Bloomberg says the company completed the work five months ahead of schedule, employing up to 2,500 workers at peak times, including 1,000 welders, who gained U.S. qualifications specifically for the work, according to the company’s chairman.
Another Chinese company, Shanghai Pujiang Cable Co., made the mile-long main cable for the bridge, Zhou said.
US Assembly
The assembly work in California, and the pouring of the concrete road surface, will be done by Americans.
American steelworker unions have disparaged the Bay Bridge contract by accusing the state of California of sending good jobs overseas and settling for what they deride as poor-quality Chinese steel, the New York Times notes.

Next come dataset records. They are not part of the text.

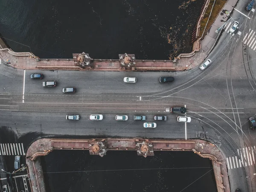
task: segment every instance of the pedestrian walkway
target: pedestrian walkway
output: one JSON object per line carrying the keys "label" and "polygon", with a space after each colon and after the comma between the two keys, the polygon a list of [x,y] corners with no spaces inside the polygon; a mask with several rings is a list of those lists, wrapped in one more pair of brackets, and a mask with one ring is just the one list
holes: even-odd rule
{"label": "pedestrian walkway", "polygon": [[25,155],[23,143],[0,143],[0,155]]}
{"label": "pedestrian walkway", "polygon": [[254,165],[255,163],[255,146],[237,149],[238,156],[227,157],[229,169]]}

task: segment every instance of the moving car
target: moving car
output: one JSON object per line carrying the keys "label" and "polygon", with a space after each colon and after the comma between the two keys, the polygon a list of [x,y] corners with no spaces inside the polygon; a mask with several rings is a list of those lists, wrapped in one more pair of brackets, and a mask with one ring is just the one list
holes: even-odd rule
{"label": "moving car", "polygon": [[191,118],[190,116],[178,116],[177,121],[179,122],[187,122],[191,121]]}
{"label": "moving car", "polygon": [[134,120],[140,120],[141,121],[145,121],[146,116],[145,115],[134,115]]}
{"label": "moving car", "polygon": [[254,3],[255,3],[255,0],[250,0],[246,6],[246,8],[245,9],[247,11],[250,11],[252,8],[253,7],[254,5]]}
{"label": "moving car", "polygon": [[185,113],[186,112],[185,108],[180,107],[172,107],[171,108],[171,113]]}
{"label": "moving car", "polygon": [[62,89],[62,92],[64,93],[75,93],[76,92],[76,88],[75,87],[70,87],[70,88],[63,88]]}
{"label": "moving car", "polygon": [[44,75],[40,73],[32,73],[30,75],[30,79],[42,79],[44,78]]}
{"label": "moving car", "polygon": [[102,120],[103,116],[100,114],[90,115],[90,120]]}
{"label": "moving car", "polygon": [[3,192],[8,192],[8,190],[7,190],[7,186],[6,185],[3,185],[2,186],[2,191]]}
{"label": "moving car", "polygon": [[127,115],[116,115],[116,121],[127,121],[128,120],[128,116]]}
{"label": "moving car", "polygon": [[250,125],[251,129],[254,130],[256,128],[256,122],[255,122],[255,119],[254,117],[250,117],[249,118],[249,121],[250,121]]}
{"label": "moving car", "polygon": [[167,120],[167,116],[164,116],[163,115],[154,116],[154,119],[156,121],[166,121]]}
{"label": "moving car", "polygon": [[238,26],[239,23],[238,23],[237,21],[235,21],[233,23],[233,25],[230,27],[230,29],[229,32],[231,33],[235,32],[235,31],[236,31],[236,30],[238,28]]}
{"label": "moving car", "polygon": [[55,81],[43,82],[43,87],[55,87],[56,85],[57,85],[57,83]]}
{"label": "moving car", "polygon": [[160,83],[165,83],[166,82],[172,82],[174,81],[173,77],[161,77],[159,78]]}
{"label": "moving car", "polygon": [[201,70],[204,70],[204,69],[207,67],[207,66],[208,66],[211,62],[212,61],[208,59],[200,65],[199,66],[199,68]]}
{"label": "moving car", "polygon": [[20,156],[16,155],[14,158],[14,169],[20,169]]}
{"label": "moving car", "polygon": [[66,119],[69,120],[79,120],[80,119],[80,115],[67,115],[66,116]]}
{"label": "moving car", "polygon": [[124,82],[125,83],[136,83],[137,79],[136,77],[125,77],[124,78]]}
{"label": "moving car", "polygon": [[157,127],[157,124],[153,122],[144,123],[143,126],[145,128],[155,128]]}

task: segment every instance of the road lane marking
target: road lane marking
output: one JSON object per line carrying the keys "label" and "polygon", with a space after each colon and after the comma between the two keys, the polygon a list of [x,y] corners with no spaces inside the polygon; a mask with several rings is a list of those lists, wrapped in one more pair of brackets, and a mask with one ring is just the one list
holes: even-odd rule
{"label": "road lane marking", "polygon": [[[250,44],[250,45],[249,46],[249,47],[250,48],[251,48],[251,47],[250,47],[250,46],[252,45],[252,44],[253,44],[253,42],[254,42],[253,41],[254,41],[254,39],[255,39],[255,38],[253,38],[253,41],[252,41],[252,42],[251,42]],[[255,43],[254,42],[254,43]]]}
{"label": "road lane marking", "polygon": [[[237,161],[237,157],[236,156],[236,167],[238,168],[238,162]],[[241,166],[240,166],[240,167]]]}
{"label": "road lane marking", "polygon": [[233,157],[232,157],[232,160],[233,160],[233,163],[234,163],[234,169],[236,169],[236,164],[235,164],[235,160],[234,160]]}
{"label": "road lane marking", "polygon": [[236,11],[237,12],[239,12],[239,13],[240,13],[241,14],[242,14],[242,15],[245,16],[245,17],[246,17],[247,18],[248,18],[249,19],[250,19],[250,18],[249,17],[248,17],[247,15],[246,15],[245,14],[243,14],[243,13],[242,13],[241,12],[240,12],[240,11],[239,11],[238,10],[237,10],[236,9],[234,8],[234,9],[235,9]]}
{"label": "road lane marking", "polygon": [[228,159],[227,157],[227,168],[230,169],[229,163],[228,163]]}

Industry groups in the United States and other countries have raised questions about the safety and quality of Chinese workmanship on such projects.
Nevertheless, Chinese construction and engineering are assuming a greater presence in the United States.
In New York City alone, Chinese companies have won contracts to help renovate the subway system, refurbish the Alexander Hamilton Bridge over the Harlem River, and build a new Metro-North train platform near Yankee Stadium, the Times reports. As with the Bay Bridge, American union labor would carry out most of the work done on U.S. soil.
“Chinese engineering companies’ expertise has improved rapidly, thanks to their heavy investments in research and development,” Hou Yankun, an analyst at Nomura International Hong Kong Ltd., told Bloomberg. “They realize they can’t be competitive in the long term just by making low-skill products.”